Mrs. Joscelyn looked at them both with a pleasure that almost went the length of tears. In the sudden union which her glance from one to another made between them, the young man and the young woman blushed—blushed for nothing at all, for sympathy, for fellow-feeling, and a little for pleasure. “Yes, yes, my dear,” Mrs. Joscelyn said, “yes, yes, I think he is right; and your cousin—your cousin would make a difference. And then, my darling, if you do not go, people will never know that you were invited, Liddy; and that means—”
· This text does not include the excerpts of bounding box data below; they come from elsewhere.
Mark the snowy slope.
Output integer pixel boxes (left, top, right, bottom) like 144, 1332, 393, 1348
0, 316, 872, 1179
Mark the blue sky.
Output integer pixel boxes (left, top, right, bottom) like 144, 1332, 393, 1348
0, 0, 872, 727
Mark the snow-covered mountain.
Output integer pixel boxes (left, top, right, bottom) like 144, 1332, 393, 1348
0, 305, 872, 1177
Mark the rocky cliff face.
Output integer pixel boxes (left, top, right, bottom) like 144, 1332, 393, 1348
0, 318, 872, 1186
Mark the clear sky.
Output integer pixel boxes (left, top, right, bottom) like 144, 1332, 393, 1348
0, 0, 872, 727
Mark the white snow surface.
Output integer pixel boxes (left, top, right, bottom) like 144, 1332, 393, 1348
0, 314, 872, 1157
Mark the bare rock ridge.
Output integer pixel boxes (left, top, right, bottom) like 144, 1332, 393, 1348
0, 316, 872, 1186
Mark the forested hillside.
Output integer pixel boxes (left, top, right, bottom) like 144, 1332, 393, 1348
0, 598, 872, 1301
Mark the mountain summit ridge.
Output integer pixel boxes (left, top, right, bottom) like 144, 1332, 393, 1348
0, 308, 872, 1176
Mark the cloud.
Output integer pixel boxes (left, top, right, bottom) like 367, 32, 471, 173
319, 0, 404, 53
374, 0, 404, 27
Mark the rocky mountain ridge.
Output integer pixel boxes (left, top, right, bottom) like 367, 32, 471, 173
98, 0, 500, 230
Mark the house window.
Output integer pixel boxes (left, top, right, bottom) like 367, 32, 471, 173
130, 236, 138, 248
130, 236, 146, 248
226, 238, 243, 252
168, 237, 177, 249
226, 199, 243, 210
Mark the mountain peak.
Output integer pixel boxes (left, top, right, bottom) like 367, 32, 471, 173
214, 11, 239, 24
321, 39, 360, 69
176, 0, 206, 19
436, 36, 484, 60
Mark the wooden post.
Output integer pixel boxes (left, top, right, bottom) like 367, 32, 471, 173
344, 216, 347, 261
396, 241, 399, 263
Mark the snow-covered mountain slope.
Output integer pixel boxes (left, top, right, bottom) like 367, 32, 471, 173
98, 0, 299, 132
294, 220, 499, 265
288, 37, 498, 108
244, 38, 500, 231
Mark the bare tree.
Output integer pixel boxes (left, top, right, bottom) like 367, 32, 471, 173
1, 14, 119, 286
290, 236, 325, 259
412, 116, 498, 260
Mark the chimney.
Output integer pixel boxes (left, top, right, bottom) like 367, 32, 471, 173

“That we are not county people; and we are not county people. We need not keep up any pretences before—before Cousin Lionel,” said Lydia with a blush and a smile, and a curtsey to the young man, who looked on with a sense of enchantment. “Uncle Henry was one of them; but not we. We are Joscelyns, however,” she cried, tossing her head upwards with a proud movement, “and if blood means anything, that means something better than her Grace.”